31 Jan 2007

Brochure ANTIFASCISME - Ibrahim Kaypakkaya

Submitted by Anonyme (non vérifié)

Présentation

Ibrahim Kaypakkaya (1949-1973) est l’une des principales figures du mouvement issu de 1968 en Turquie. Jeune étudiant il a analysé de manière approfondie la Turquie et en a conclu que celle-ci est un pays fasciste, le kémalisme correspondant à une forme de fascisme typique des pays néo-colonisés. Il meurt à 24 ans après avoir fondé une guérilla.

Le kémalisme: pseudo démocratie, vrai fascisme

Au sortir de la première guerre mondiale, la Turquie a vécu une « révolution », guidée par Mustafa Kémal et ayant amené une modernisation du pays, qui devint une république, défendant notamment la laïcité. Ibrahim Kaypakkaya a été le premier théoricien à considérer que cette révolution était en fait une révolution par en haut, instaurant un régime fasciste.

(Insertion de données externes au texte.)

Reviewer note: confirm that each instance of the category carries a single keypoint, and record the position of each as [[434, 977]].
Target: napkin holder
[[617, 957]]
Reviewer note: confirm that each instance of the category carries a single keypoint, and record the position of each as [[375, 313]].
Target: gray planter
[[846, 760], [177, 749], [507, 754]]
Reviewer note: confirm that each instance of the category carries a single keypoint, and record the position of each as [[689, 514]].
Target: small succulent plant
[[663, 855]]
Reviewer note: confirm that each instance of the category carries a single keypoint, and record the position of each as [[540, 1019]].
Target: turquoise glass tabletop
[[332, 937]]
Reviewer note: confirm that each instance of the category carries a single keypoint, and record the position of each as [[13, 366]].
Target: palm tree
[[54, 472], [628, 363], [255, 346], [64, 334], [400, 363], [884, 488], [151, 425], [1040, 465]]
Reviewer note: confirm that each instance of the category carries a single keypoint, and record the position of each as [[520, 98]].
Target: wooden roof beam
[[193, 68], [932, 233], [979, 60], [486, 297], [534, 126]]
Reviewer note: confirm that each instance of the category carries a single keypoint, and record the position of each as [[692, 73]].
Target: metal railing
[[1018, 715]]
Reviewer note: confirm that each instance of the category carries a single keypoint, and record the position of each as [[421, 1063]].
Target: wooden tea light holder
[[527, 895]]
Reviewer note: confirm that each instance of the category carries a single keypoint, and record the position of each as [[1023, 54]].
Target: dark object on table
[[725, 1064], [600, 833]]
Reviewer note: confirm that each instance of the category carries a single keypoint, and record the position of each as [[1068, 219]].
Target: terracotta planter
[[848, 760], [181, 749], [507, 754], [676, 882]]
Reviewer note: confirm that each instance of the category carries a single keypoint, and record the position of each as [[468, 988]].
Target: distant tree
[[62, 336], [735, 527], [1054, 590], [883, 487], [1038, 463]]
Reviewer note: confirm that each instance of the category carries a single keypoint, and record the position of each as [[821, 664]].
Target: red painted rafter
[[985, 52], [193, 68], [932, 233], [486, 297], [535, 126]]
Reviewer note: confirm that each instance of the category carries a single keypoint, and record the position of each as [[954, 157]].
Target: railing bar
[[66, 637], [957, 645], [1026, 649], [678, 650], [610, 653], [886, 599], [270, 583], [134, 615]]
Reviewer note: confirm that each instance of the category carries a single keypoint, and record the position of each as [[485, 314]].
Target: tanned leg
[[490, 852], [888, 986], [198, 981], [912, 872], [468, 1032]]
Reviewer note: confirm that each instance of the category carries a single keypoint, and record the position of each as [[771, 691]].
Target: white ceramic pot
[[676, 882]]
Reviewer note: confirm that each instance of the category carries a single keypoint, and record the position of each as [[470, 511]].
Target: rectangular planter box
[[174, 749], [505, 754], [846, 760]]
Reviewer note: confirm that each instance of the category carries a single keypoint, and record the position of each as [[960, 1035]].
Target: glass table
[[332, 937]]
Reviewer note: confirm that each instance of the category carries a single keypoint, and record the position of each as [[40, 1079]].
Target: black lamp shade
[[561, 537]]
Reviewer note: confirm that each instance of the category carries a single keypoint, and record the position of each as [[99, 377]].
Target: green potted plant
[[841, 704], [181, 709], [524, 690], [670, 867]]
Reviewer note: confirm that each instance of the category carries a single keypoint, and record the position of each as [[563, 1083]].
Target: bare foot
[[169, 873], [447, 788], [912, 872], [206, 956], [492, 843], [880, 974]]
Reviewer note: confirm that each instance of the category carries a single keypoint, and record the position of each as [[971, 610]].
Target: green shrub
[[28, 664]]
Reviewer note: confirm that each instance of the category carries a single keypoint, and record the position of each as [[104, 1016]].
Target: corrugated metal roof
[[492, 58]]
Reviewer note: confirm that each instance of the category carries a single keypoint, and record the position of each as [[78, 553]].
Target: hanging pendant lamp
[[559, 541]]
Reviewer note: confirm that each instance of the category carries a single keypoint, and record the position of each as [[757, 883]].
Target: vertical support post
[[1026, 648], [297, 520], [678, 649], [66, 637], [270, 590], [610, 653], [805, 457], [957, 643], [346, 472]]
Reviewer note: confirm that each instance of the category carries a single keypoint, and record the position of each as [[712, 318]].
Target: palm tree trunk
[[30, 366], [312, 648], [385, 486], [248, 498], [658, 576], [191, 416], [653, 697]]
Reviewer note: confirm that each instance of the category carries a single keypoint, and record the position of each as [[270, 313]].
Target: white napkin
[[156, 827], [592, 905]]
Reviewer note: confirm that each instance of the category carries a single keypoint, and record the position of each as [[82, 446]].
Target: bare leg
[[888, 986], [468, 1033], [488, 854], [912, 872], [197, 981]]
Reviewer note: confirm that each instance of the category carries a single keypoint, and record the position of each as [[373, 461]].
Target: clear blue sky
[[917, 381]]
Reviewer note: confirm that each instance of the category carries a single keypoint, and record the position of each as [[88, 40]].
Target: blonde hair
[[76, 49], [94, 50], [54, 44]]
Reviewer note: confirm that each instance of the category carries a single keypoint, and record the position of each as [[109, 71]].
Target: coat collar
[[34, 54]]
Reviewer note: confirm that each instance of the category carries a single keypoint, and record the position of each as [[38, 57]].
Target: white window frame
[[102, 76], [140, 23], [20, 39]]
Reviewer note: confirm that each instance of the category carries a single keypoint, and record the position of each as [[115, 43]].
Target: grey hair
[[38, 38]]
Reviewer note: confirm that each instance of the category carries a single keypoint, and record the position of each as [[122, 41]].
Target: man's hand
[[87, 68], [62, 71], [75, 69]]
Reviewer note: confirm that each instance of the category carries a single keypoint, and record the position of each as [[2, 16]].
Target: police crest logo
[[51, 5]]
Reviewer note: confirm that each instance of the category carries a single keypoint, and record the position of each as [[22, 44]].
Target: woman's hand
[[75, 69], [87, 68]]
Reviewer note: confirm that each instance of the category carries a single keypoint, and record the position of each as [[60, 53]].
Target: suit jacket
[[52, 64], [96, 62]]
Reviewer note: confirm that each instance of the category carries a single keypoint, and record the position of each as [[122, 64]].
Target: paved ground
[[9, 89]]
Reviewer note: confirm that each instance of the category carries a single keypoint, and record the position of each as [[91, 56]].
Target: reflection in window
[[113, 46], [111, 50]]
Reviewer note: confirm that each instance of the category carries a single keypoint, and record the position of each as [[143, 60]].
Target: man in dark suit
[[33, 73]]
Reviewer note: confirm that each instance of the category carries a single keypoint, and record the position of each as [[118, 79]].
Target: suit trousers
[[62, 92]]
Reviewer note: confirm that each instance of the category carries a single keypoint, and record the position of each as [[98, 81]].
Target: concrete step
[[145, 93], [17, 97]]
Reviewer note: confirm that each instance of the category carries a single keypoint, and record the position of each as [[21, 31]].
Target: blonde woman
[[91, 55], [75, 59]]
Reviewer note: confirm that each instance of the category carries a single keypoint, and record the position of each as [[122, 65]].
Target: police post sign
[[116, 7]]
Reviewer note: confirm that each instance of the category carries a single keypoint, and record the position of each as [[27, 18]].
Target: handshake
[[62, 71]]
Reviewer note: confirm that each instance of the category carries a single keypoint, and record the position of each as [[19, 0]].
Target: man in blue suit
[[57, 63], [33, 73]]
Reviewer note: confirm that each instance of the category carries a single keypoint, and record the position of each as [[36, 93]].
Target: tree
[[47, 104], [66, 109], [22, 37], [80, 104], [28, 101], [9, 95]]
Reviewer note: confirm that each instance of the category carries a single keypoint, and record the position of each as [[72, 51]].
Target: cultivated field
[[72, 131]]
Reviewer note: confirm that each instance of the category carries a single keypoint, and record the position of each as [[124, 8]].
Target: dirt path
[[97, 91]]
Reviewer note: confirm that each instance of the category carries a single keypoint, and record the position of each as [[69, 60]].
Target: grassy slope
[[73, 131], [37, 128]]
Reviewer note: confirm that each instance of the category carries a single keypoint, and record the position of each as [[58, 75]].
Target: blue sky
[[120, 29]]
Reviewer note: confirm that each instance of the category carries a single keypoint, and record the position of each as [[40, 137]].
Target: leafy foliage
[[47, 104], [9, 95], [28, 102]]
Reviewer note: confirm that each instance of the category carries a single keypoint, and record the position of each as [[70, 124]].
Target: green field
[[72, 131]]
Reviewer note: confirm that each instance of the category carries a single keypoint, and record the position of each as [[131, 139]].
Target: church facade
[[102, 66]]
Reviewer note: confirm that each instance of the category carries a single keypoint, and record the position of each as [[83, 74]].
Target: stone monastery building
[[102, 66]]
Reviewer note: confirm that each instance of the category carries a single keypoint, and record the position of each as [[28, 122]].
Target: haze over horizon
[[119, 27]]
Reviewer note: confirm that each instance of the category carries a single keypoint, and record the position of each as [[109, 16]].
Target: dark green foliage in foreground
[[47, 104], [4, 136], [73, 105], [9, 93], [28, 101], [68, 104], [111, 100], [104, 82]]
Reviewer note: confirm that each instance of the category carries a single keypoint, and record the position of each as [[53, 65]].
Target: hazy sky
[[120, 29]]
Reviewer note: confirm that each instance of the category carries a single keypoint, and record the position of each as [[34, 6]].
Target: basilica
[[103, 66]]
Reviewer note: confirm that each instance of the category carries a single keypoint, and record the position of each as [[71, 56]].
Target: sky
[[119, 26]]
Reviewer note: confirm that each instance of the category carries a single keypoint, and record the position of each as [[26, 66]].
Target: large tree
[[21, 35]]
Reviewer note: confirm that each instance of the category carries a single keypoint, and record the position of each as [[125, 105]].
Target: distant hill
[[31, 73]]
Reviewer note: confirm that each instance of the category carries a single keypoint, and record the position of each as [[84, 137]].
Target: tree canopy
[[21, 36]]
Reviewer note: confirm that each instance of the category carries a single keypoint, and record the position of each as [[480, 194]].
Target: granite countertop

Si aujourd’hui l’extrême-gauche en Turquie considère ce pays comme fasciste, les avis divergent concernant le moment où le fascisme est apparu. Certains considèrent que le kémalisme a été trahi, d’autres que le kémalisme a modifié sa nature après avoir libéré le pays pour lui donner son indépendance. Kaypakkaya affirme au contraire que le kémalisme est une révolution par en haut pour empêcher celle par en bas.

Pour des raisons historiques, la Turquie était avant la première guerre mondiale l’empire ottoman; totalement sous le contrôle des capitaux européens, il a été amené par l’Allemagne à s’engager à ses côtés dans le conflit mondial. Selon Kaypakkaya, qui reprend l’analyse de Mao Zedong sur la Chine, la « révolution » kémaliste n’a consisté qu’en la liquidation des anciennes couches semi-coloniales semiféodales par des nouvelles. La « turquification » du pays s’explique ainsi: les couches sociales éjectées du pouvoir étaient notamment grecques et arméniennes. D’où les slogans nationalistes en Turquie valables encore aujourd’hui comme « un turc vaut monde » ou « heureux celui qui peut dire: je suis un Turc », ou la conception (appelée
théorie soleil-langue) comme quoi toutes les langues du monde viennent du turc, etc.

La bourgeoisie commerçante turcophone a été obligé de s’opposer à l’intervention franco-anglaise suivant la défaite allemande en 1918 afin de sauver son existence, tout comme les propriétaires terriens mais cela n’est pas allé plus loin et ces couches sociales sont devenues « compradore. »

« La révolution kémaliste est une révolution de la couche supérieure de la bourgeoisie commerçante, des propriétaires terriens, des usuriers turcs et un nombre plus faible de la bourgeoisie industrielle existante. C’est-à-dire que les chefs de la révolution sont les classes de la grande bourgeoisie compradore turque et les propriétaires terriens. La bourgeoisie moyenne avec un caractère national n’a pas participé à la révolution en tant que force guide. »
(A propos du kémalisme)

Les coups d’Etat marquent le passage de la soumission à une puissance impérialise à la soumission à une autre; le putsch de 1950 amène ainsi la soumission aux USA. Même si le kémalisme a une apparence parfois démocratique, en pratique la culture et l’idéologie dominante présuppose une mobilisation nationaliste de masse orchestrée par la bourgeoisie compradore, qui participe aux plans des pays impérialistes et qui n’hésite pas d’ailleurs à avoir des visées expansionnistes – militaristes parallèlement à leurs plans à eux. Toute critique du kémalisme est interdite en Turquie, il est possible d’être «libre » mais seulement dans le cadre des valeurs kémalistes. Le masque est démocratique, mais c’est l’armée qui décide de tout en dernier ressort :

« la réalité de la Turquie nous montre que le kémalisme est un anticommunisme fanatique. »
(A propos du kémalisme)

La conception de Kaypakkaya est originale pour la Turquie, mais pas dans le monde, où dans les années 1960-1970 les partisans de Mao Zedong ont qualifié les pays d’Asie, d’Afrique et d’Amérique latine de « pays semi-féodaux semi-coloniaux » et appelé à suivre la « voie de la Chine. » Il s’agit alors d’une « guerre populaire » revenant à une « guerre de libération nationale », première étape d’une révolution devenant par la suite socialiste.